Beyond English: Uncovering the Multilingual Gap in Vision-Language-Action Models

Vision-Language-Action models have recently demonstrated promising capabilities in learning generalist robot policies from large-scale multimodal data. However, most existing VLA systems are trained and evaluated primarily with English instructions, leaving their ability to understand and execute instructions in other languages largely unexplored. While the underlying large language models often possess multilingual capabilities, it remains unclear whether these multilingual capabilities transfer to VLAs during training. In this work, we present the first systematic study of multilingual instruction following in VLA models. We first construct multilingual instructions by extending existing benchmarks with translations of their instructions. Using these instructions, we evaluate several representative VLA models across a range of tasks in simulation settings. Our experiments reveal a significant multilingual gap: models trained primarily on English instructions exhibit substantial performance degradation when evaluated on other languages, even when the underlying language backbone is multilingual. We provide several findings and analyses to understand the multilingual gap. Cross-lingual transfer behavior analysis shows that performance drops correlate with both instruction understanding and action execution. Representation analyses suggest that multilingual instruction-caused representation shifts may contribute to the multilingual gap. Motivated by these findings, we further explore strategies to improve multilingual performance in VLAs. We propose a simple yet effective multilingual fine-tuning approach, Multilingual Principal Component Alignment, which leverages Principal Component Analysis to get the principal component subspace and align projected multilingual representations, effectively reducing the multilingual performance gap.
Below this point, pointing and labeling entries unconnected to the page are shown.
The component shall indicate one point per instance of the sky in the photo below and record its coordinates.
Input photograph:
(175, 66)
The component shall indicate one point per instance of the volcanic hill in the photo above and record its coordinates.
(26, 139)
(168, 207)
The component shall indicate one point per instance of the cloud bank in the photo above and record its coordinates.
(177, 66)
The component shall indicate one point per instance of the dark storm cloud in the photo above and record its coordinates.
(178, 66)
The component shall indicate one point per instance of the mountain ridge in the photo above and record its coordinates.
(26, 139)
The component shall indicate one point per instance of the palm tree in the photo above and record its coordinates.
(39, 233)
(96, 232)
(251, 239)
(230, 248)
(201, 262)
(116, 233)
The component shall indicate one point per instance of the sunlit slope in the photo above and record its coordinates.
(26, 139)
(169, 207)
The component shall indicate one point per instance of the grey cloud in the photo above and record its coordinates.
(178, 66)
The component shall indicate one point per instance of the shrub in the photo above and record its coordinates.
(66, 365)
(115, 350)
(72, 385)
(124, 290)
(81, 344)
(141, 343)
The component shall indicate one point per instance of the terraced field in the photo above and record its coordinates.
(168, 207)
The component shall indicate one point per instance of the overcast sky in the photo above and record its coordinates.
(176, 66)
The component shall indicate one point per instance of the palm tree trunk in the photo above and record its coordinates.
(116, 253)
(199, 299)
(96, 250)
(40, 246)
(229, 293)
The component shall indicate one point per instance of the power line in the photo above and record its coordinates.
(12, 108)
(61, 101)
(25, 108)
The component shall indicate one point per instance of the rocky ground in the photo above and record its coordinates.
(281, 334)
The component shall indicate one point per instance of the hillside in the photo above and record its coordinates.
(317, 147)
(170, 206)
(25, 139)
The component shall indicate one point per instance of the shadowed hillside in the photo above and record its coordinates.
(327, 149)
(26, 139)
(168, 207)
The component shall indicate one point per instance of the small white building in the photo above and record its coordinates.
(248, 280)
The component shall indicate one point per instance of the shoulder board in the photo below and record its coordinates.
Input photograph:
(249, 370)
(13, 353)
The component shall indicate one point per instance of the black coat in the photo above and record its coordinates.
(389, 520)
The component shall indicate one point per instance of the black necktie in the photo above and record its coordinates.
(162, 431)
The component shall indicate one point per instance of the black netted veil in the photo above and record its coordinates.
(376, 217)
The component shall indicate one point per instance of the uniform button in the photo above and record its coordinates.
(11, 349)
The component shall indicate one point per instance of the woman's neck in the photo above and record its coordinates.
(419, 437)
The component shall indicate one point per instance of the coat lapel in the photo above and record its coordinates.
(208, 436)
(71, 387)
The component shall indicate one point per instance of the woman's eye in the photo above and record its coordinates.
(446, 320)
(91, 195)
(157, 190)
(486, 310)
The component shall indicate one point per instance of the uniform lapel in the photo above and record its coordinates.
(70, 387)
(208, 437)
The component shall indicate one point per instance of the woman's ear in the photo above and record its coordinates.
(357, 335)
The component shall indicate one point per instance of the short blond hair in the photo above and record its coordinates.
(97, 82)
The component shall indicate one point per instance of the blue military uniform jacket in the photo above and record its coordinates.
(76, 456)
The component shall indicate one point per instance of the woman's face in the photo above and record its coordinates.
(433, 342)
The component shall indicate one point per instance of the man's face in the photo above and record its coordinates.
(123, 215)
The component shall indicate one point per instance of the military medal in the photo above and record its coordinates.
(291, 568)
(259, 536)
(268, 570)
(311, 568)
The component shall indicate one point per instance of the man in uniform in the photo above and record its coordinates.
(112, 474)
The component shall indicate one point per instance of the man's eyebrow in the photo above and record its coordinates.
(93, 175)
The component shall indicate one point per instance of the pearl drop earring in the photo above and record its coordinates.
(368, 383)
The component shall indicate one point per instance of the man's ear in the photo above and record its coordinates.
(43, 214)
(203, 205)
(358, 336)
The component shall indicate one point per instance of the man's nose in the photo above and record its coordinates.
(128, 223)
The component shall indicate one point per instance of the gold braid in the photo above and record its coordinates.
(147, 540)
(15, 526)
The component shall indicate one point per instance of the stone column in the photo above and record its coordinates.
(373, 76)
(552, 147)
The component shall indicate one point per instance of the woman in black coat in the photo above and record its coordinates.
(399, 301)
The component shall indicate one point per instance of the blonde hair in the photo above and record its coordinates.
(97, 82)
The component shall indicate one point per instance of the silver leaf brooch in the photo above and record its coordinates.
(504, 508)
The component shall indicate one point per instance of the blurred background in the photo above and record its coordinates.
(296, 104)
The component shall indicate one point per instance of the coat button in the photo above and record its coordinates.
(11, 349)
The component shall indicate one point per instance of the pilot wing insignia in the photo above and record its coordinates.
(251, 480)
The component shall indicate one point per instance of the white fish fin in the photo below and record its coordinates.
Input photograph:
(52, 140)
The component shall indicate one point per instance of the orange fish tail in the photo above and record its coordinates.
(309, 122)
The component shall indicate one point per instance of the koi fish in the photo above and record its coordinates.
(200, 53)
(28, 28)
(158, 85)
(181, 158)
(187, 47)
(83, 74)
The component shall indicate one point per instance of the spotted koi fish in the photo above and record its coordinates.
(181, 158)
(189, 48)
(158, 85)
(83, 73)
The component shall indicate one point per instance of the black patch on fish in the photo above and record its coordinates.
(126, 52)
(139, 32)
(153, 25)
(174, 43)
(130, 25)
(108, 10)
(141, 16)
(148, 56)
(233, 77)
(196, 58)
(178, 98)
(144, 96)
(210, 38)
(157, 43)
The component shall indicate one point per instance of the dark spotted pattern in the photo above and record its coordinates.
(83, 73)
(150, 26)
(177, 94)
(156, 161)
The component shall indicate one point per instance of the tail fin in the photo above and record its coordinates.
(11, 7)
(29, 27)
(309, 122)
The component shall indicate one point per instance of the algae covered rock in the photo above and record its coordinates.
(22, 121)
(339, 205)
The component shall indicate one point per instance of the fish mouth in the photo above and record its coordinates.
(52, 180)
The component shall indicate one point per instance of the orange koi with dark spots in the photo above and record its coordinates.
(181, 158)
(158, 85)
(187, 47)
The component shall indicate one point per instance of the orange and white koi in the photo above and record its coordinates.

翻译：视觉-语言-动作模型近期在大规模多模态数据上展现了学习通用机器人策略的潜力。然而，现有的大多数VLA系统主要使用英语指令进行训练和评估，其在其他语言中理解和执行指令的能力尚未得到充分探索。尽管底层大语言模型通常具备多语言能力，但这些能力在训练过程中能否迁移至VLA仍不明确。本文首次对VLA模型中的多语言指令遵循进行系统性研究。我们首先通过扩展现有基准测试并翻译其指令，构建了多语言指令集。利用这些指令，我们在仿真环境中评估了多个代表性VLA模型在不同任务上的表现。实验揭示了一个显著的多语言鸿沟：主要基于英语指令训练的模型在评估其他语言时表现出明显的性能下降，即使其底层语言模型具备多语言能力也是如此。我们提供了若干发现与分析以理解这一鸿沟。跨语言迁移行为分析表明，性能下降与指令理解和动作执行两者均相关。表征分析提示，多语言指令引发的表征偏移可能是导致该鸿沟的因素。基于这些发现，我们进一步探索了改善VLA多语言性能的策略。我们提出了一种简单而有效的多语言微调方法——多语言主成分对齐，该方法利用主成分分析获取主成分子空间并对齐投影后的多语言表征，从而有效缩小多语言性能差距。